Overview

Sobig refers to a series of related computer worms that targeted Microsoft Windows systems in 2003. The most notorious member, Sobig.F (also identified by some scanners as W32.Sobig.F@mm), was discovered on August 18, 2003 and rapidly became one of the largest email‑based outbreaks of its time. At the epidemic peak, security analysts estimated it accounted for a very large share of worldwide email traffic.

Characteristics and behaviour

Sobig variants spread primarily by sending infected executable attachments to addresses harvested from the infected computer. Messages often used brief, plausible subject lines and attachments that appeared to be documents to increase the chance that recipients would open them. Once executed on a vulnerable machine, the worm copied itself, modified system settings, and attempted to propagate to other systems.

Propagation methods

  • Mass mailing: an internal SMTP engine dispatched messages directly to addresses found on the host.
  • Harvesting: the worm collected addresses from local files, email clients, and shared folders.
  • Remote update: Sobig.F included code to contact remote hosts for further instructions or to download additional components.

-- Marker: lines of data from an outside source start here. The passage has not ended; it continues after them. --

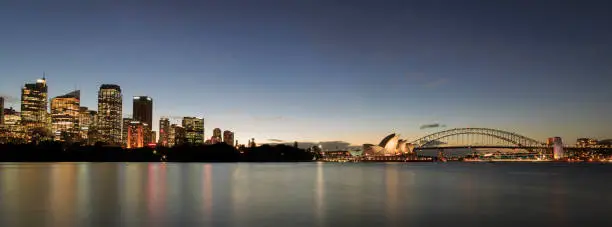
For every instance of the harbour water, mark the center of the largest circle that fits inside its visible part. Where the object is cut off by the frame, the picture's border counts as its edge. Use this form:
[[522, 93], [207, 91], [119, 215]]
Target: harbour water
[[305, 194]]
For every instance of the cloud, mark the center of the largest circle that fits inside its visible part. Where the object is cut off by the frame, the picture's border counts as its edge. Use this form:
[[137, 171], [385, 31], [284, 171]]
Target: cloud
[[436, 83], [435, 125]]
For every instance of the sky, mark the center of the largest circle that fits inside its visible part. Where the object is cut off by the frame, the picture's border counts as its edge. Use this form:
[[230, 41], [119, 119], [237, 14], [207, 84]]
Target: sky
[[323, 70]]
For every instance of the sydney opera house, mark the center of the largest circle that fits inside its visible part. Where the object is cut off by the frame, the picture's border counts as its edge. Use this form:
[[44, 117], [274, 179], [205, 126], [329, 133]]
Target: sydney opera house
[[390, 145]]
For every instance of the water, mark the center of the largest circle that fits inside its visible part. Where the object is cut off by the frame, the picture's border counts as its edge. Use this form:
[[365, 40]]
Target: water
[[305, 194]]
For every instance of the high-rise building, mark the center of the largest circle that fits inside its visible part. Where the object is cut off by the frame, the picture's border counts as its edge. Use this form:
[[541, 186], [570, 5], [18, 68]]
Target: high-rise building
[[164, 130], [143, 112], [87, 121], [143, 109], [65, 116], [135, 134], [228, 137], [12, 131], [557, 144], [216, 138], [153, 137], [109, 113], [176, 136], [34, 105], [1, 110], [124, 130], [194, 130]]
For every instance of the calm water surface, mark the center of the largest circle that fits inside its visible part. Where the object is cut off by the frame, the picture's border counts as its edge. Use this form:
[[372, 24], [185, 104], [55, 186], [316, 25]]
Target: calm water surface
[[305, 194]]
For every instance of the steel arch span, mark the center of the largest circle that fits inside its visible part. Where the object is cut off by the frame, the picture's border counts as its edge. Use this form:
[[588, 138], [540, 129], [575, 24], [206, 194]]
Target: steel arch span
[[510, 137]]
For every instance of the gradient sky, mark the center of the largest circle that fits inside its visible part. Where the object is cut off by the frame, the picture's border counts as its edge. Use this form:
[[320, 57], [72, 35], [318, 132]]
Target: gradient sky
[[323, 70]]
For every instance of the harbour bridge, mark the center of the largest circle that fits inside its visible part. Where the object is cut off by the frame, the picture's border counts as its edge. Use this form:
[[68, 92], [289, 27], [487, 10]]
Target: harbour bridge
[[469, 138]]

Impact, response and notable facts

The rapid spread of Sobig.F disrupted mail services and increased load on corporate and internet infrastructure. Many organizations responded by blocking attachments, quarantining infected systems, and deploying updated antivirus signatures. The worm's author was never publicly identified, and the family included several earlier variants before Sobig.F emerged as the most widespread. For contemporary technical summaries and incident reports see technical write‑ups and news coverage.

Prevention and removal

Mitigation relied on conventional measures: keep antivirus signatures and operating systems updated, avoid opening unexpected attachments, filter or block risky attachment types at mail gateways, and scan or rebuild infected hosts. If infection was suspected, security teams recommended isolating the machine from networks, running up‑to‑date malware scans, and restoring affected systems from known good backups.

Sobig remains a widely cited example of the effectiveness of social engineering combined with automated mass‑mailing techniques, and it influenced subsequent approaches to email security and incident response.